SAF : Quel débat cet ouvrage pourrait-il susciter au sein de la profession d’avocat.e ?
JPT : Plusieurs débats peuvent être ouverts, comme l’articulation entre l’activité professionnelle et l’engagement, les questions sur les transformations contemporaines de la profession. Par exemple sur la présence d’un barreau des particuliers et d’un barreau d’affaires, ou encore sur le poids Paris-province notamment dans les instances représentatives de la profession.
SAF : Comment la figure de l’avocat.e militant.e a -t- elle évolué au fil des décennies ?

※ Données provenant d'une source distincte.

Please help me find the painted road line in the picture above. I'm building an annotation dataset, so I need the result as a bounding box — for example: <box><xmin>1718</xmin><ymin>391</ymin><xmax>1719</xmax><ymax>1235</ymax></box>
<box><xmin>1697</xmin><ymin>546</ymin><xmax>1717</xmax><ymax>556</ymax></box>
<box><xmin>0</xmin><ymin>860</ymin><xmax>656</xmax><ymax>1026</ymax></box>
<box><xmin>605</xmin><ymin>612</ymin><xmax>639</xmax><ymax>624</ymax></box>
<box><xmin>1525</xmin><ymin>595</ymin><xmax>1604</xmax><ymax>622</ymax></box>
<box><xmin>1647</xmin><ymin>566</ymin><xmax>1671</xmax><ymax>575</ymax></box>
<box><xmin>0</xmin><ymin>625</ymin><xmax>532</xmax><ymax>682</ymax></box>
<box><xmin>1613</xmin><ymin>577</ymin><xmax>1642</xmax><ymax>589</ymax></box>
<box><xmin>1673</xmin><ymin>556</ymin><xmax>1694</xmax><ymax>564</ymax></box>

JPT : La figure de l’avocat.e militant.e ne se réduit pas à l’avocat.e du SAF, même si dans cette figure iel est central.e et incontournable. Pour ne parler que de la figure de l’avocat.e du SAF, je distingue trois générations : celle, dans les années 1970, des fondateur.trices communistes et des avocat.es d’extrême-gauche ; celle, dans les années 1980, de militant.es issu.es de la branche associative ; et celle, dans les années 1990/2000, qui accède à la profession après la réforme. La stylisation de ces trois générations et l’intérêt porté à leur pratique professionnelle révèlent la diversité des conceptions politiques de la profession revendiquées par les membres du SAF et la pluralité des façons de se penser et d’être un.e avocat.e militant.e.
SAF : Penses-tu que le SAF joue encore, aujourd’hui, un rôle central dans la défense des droits sociaux et des libertés publiques ?

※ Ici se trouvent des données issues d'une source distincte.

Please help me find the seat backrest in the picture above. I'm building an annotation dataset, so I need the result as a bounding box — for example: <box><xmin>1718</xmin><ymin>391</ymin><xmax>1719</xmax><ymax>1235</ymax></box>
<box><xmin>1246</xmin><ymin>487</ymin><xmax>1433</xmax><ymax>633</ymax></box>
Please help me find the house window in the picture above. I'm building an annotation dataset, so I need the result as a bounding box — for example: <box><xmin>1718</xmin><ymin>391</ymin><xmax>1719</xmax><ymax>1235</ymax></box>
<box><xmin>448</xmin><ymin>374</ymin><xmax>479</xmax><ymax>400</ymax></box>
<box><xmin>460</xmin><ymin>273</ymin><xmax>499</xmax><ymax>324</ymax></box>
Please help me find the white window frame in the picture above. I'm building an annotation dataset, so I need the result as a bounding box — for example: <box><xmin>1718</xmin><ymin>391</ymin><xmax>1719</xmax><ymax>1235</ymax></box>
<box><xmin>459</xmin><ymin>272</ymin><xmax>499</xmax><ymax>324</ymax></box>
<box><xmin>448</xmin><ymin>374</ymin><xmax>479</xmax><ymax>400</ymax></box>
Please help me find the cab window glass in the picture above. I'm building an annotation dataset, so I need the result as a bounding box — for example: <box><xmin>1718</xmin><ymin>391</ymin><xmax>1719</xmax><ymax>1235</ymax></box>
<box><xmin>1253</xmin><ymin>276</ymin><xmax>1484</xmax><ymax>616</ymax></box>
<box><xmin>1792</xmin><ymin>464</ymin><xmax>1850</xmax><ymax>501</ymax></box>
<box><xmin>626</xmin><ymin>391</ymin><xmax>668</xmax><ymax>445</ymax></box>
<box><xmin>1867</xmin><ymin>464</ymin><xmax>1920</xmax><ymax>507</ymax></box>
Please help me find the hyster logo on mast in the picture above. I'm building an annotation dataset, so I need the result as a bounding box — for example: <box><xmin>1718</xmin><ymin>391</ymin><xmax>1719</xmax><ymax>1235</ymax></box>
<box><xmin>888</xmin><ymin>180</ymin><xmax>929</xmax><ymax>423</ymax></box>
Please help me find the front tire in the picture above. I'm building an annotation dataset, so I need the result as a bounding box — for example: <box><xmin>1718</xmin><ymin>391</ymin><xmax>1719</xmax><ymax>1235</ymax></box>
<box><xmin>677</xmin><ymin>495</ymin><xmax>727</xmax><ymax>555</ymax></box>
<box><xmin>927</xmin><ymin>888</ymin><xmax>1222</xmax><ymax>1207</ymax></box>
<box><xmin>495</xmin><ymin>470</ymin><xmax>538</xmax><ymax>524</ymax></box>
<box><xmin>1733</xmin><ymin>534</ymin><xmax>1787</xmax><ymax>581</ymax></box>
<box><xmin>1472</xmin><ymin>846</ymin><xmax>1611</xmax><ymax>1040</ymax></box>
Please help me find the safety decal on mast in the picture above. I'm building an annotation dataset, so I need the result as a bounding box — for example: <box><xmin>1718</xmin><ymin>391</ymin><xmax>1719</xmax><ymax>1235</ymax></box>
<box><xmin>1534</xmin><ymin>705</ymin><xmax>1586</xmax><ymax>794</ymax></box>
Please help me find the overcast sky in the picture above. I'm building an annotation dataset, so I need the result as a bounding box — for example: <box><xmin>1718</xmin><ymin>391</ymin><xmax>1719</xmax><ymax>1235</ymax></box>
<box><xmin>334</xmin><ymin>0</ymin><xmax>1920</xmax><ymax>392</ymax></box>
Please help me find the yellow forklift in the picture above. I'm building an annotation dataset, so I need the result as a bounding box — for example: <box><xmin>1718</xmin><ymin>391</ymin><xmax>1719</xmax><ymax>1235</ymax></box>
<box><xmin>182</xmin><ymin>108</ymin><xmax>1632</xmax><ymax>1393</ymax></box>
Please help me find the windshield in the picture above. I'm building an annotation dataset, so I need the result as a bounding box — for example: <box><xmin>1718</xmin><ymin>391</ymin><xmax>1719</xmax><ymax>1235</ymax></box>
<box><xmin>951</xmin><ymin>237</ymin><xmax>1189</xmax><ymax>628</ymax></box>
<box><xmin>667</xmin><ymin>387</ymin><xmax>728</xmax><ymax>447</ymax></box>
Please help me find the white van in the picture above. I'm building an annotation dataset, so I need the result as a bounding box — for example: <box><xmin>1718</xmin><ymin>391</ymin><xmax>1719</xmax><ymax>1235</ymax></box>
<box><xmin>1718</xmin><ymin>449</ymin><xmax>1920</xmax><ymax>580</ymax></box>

JPT : Indéniablement, la consultation des archives du SAF révèle que ses membres ont toujours joué un rôle dans la défense des droits sociaux et des libertés publiques. C’est aujourd’hui encore le cas. Les membres du SAF sont reconnu.es pour être des travailleur.es, comme il est dit dans les instances représentatives. Iels sont bien souvent membres des commissions relatives à l’accès au droit, aux libertés publiques, etc. Toutefois, s’ils jouent un rôle important le risque est grand qu’ils soient appelés pour assurer « les bonnes œuvres du barreau ».
SAF : Dans le contexte politique actuel, comment vois-tu le positionnement du SAF ?

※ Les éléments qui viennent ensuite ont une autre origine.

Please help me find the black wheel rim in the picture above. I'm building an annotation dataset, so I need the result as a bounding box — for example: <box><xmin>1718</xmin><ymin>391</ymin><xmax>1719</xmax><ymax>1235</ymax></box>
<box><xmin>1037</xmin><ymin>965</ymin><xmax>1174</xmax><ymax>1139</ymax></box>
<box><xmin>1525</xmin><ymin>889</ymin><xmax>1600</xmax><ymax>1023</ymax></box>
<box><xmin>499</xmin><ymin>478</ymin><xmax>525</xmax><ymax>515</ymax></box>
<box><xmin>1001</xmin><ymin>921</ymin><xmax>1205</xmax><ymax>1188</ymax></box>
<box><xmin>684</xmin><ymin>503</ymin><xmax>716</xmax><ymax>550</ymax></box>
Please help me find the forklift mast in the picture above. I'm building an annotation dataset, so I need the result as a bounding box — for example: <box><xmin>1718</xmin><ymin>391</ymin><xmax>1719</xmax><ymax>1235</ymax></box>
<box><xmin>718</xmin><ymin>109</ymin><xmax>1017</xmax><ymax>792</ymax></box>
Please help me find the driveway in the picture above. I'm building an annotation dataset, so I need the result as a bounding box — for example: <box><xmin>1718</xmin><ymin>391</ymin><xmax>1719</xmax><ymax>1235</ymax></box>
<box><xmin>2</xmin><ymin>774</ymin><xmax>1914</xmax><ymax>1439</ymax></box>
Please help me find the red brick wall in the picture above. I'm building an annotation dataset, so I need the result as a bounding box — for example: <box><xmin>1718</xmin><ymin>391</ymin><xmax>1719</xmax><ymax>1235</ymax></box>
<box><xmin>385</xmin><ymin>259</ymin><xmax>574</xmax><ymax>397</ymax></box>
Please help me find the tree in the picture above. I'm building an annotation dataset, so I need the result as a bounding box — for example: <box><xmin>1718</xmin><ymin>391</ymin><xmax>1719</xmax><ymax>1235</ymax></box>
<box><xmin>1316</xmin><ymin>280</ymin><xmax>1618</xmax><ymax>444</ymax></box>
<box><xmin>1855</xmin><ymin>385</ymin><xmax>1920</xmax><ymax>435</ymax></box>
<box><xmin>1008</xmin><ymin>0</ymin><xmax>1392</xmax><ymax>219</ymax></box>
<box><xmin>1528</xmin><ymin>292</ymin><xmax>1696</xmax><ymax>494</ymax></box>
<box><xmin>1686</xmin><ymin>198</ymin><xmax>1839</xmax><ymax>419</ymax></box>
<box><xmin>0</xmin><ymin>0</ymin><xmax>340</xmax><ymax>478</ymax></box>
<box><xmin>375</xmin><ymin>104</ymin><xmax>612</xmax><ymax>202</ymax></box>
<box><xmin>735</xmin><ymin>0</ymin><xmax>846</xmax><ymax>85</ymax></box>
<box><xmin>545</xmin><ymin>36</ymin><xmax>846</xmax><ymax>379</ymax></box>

JPT : Sans émettre un avis, j’ai trois observations. La première est que j’ai été interpellé, lors de l’élection présidentielle de 2012, d’une consigne de vote, comme s’il y avait un retour de l’histoire alors que le syndicat avait rompu avec cette pratique. La deuxième est que les journées relatives à l’engagement ou à l’histoire du SAF sont très importantes pour les jeunes avocat.es tout juste adhérent.es. La troisième est qu’on retrouve au SAF certains débats politiques qui traversent la société (ce qui renvoie aux manières d’être et de se penser avocat.e militant.e qui sont inévitablement plurielles).